А потом мне наконец удалось связаться с Диззи. Я раздобыл номер его телефона и позвонил. Он меня вспомнил и пригласил к себе на Седьмую авеню в Гарлеме. Я был страшно рад его видеть.
Но и он ничего не знал про Птицу, где и как его найти.
Я продолжал искать Птицу. Однажды вечером стою у входа в «Три двойки», и вдруг ко мне подходит хозяин и спрашивает, что я тут забыл. Наверное, я показался ему очень юным и наивным, у меня тогда даже усы не росли. Ну, я говорю ему, что ищу Птицу, а он отвечает, что Птицы здесь нет и что в клуб только с восемнадцати лет пускают. Я ему говорю, что мне полных восемнадцать и все, что мне здесь надо, – это увидеть Птицу. Тогда эта гнида стала расписывать, какой гнусный негодяй этот Птица, что он конченый наркоман и все такое. Потом спросил, откуда я, и, когда я сказал ему, стал уговаривать меня возвращаться домой. Потом назвал меня «сынком», чего я всегда терпеть не мог, особенно противно было слышать это от этого белозадого, которого я раньше и в глаза не видывал. Ну, я послал его на три буквы, повернулся и ушел. К тому времени я уже знал, что Птица крепко сидит на игле, так что ничего нового этот тип мне не сообщил.
От «Трех двоек» я поплелся к клубу «Оникс» и попал на Коулмена Хокинса. Господи, «Оникс» был забит народом, собравшимся на Хока, который там регулярно играл. Но я никого там не знал и просто торчал у входа – как в «Трех двойках» – и вглядывался в лица, надеясь встретить знакомого, ну, может, кого-нибудь из оркестра Би. Но так никого и не увидел.

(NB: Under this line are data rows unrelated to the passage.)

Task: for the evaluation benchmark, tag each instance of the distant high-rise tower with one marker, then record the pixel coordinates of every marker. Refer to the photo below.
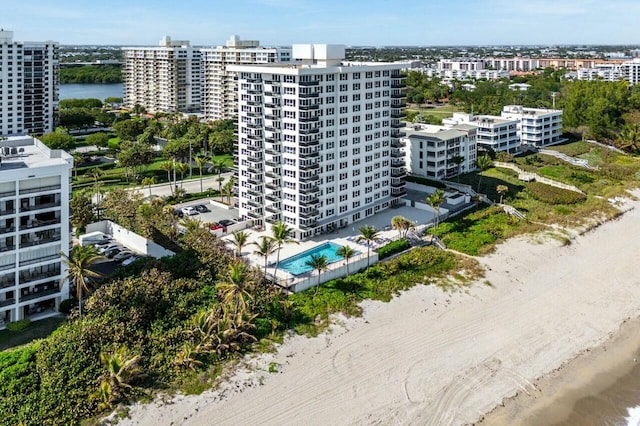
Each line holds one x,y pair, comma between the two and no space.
219,89
166,78
28,86
319,142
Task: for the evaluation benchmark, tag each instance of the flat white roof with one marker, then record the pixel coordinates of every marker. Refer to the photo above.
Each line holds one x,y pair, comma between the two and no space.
21,152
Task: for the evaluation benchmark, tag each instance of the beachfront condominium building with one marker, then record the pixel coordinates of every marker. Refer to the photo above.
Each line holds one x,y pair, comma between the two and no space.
28,86
165,78
493,133
536,126
219,88
439,152
34,228
319,141
631,71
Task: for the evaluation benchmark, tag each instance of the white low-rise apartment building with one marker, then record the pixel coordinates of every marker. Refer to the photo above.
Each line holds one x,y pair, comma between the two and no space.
606,72
536,126
28,86
165,78
432,151
465,74
219,88
494,133
34,228
319,141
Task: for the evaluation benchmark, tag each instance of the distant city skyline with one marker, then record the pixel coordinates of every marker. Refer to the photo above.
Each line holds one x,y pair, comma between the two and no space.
354,22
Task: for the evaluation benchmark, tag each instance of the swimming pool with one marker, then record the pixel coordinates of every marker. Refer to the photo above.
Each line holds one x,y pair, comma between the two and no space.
296,265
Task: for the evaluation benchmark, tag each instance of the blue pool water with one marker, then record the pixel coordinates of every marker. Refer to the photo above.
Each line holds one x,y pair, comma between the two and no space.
296,265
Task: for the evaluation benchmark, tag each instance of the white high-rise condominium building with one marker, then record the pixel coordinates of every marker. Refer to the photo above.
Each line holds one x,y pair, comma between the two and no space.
432,151
494,132
34,228
219,88
28,86
536,126
319,141
166,78
631,71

Когда Кочан – так мы называли Коулмена Хокинса – сделал перерыв, он подошел к тому месту, где я стоял, – до сих пор не пойму зачем. Думаю, мне просто крупно повезло.
Во всяком случае, зная, кто он такой, я заговорил с ним – представился и сказал, что играл с оркестром Би в Сент-Луисе и что сейчас в Нью-Йорке учусь в Джульярдской школе, но что больше всего на свете мне хотелось бы найти Птицу. Я ему сказал, что мечтаю играть с Птицей и что Птица сам велел мне найти его, если я окажусь в Нью-Йорке. Кочан усмехнулся и сказал, что зелен я еще связываться с таким типом, как Птица. Господи, и он туда же с тем же дерьмом.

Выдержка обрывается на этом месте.